Politics, and especially political relations between European countries, must be considered, and improved, at all times to avoid war (James is all for peace) and protect trade. But, as is said over four centuries later, it’s complicated. Spain wants an allegiance with Scotland to put James on the English throne, and marry Prince Henry – James’s heir – off to a Spanish princess. But Spain is a Catholic country, and James has renounced his Catholic faith, partly to impress Elizabeth I, though he treads a fine line, and loathes Puritans. (Anna is less keen to give up the faith she was born to; James receives constant complaints about this, with the courtiers even saying that Anna’s favourite gentlewoman must be a Catholic ‘because her brother is a poet’…) Catholics are persecuted; an horrific incident on a journey from Edinburgh to to London illustrates all too well what vicious cruelty such persecution can take. In an effort at appeasement (for he sees himself as a version of Solomon, and takes his Divine Right to rule very seriously) James commissions his own translation of the Bible; needless to say, more arguments ensue.

In the taverns, Ben Jonson hears talk that may ring more than a few modern bells:

‘We English need separation, independence, none of your wet alliances with Spain….England has never liked Europe….We do not need them, we can fight the world alone.’

When the court moves to London, relations between James and the English courtiers are not always smooth. They mistrust him and struggle with his Scots dialect; they automatically assume that England is more important and powerful than Scotland. Anna’s name must be changed to Anne. James, in turn, packs Ben Jonson off to walk to Scotland, and insists on having porridge for breakfast.
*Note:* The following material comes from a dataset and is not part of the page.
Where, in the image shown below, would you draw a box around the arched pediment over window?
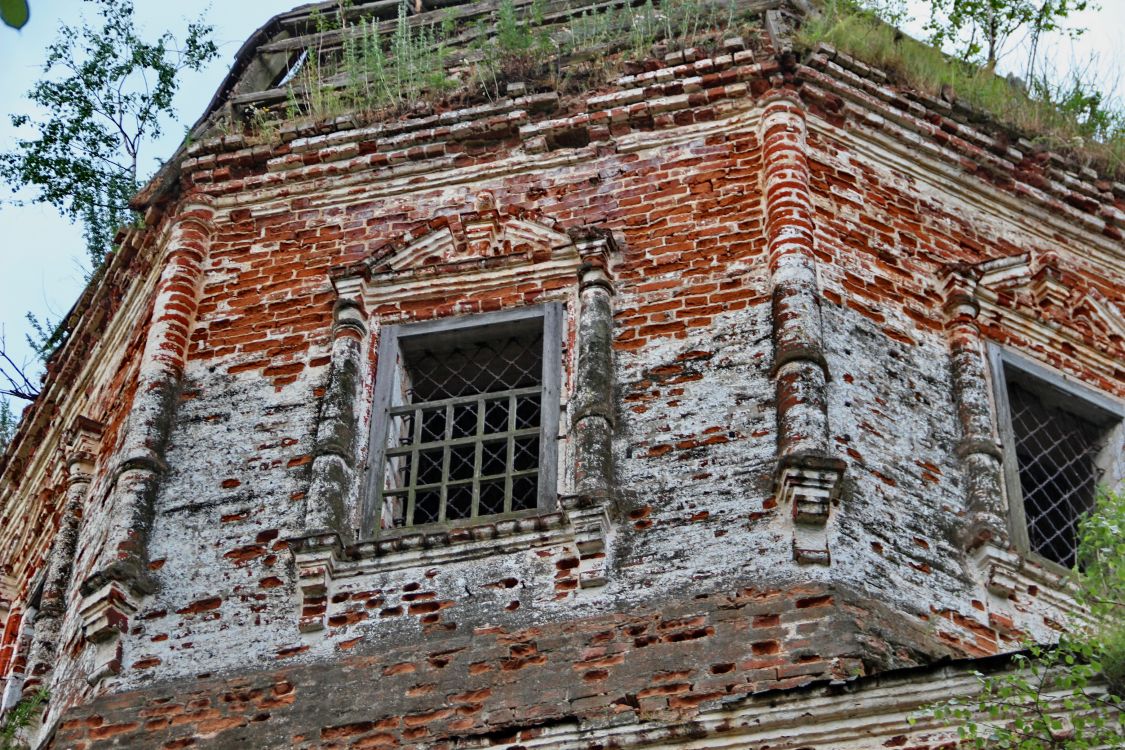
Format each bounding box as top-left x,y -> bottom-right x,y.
333,192 -> 604,310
As the court’s extravagance reaches new heights, Heriot – who profits greatly from the King and Queen’s excess – begins to question this flagrant waste; there are, he knows, much better uses to which money could be put;

“Heriot hears that…the Masque of Blackness..cost over £100,000 – enough to build a palace, or to educate the whole of Edinburgh.”
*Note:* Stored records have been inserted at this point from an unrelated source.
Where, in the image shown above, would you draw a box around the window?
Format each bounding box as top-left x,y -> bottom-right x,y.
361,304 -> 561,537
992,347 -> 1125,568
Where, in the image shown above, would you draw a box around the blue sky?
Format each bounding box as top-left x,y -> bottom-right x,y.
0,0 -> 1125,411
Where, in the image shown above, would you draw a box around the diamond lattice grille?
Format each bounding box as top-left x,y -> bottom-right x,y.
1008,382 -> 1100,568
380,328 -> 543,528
The seed of an idea is sown. And as Heriot’s eventful life draws to a close, he makes the plans that will lead to the foundation of a school and also a hospital:

The main school will be called a hospital to cure the faitherless bairns as well as teach them. They cannot learn if they are sick.”
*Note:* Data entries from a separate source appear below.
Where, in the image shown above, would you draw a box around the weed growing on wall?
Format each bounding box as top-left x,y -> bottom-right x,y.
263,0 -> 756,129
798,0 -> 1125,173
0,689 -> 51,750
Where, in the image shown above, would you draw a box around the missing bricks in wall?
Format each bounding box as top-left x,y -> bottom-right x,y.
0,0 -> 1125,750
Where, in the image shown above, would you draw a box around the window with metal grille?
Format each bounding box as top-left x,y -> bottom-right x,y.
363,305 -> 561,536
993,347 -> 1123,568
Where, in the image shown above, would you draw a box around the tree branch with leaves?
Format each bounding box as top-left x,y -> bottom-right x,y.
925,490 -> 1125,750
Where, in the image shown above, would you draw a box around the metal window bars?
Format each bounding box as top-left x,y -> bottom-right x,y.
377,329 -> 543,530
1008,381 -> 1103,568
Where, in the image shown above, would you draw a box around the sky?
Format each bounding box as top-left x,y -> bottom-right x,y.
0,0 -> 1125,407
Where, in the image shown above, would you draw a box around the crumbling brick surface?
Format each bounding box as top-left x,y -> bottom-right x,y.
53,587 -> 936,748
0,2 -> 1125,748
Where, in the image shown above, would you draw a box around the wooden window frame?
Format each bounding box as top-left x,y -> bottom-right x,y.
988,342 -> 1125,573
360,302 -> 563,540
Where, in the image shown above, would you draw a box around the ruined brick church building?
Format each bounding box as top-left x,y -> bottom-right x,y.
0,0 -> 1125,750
The Queen’s Lender may be set in the 1600s, but its themes still resonate today. It is about power, suspicion, religious strife, persecution and conspiracy, but it is above all a very human story, one of love, loss, suffering and endurance, and of a thoroughly good man, the benefits of whose philanthropy are still felt in 21st century Edinburgh. In the words of the King’s Fool:

“Curtain rise, and curtain fall, but the story goes on, and nothing finishes.

A most enjoyable book, fast-paced, informative, gripping and beautifully written, The Queen’s Lender by Jean Findlay will be published by Scotland Street Press on 14 February 2022.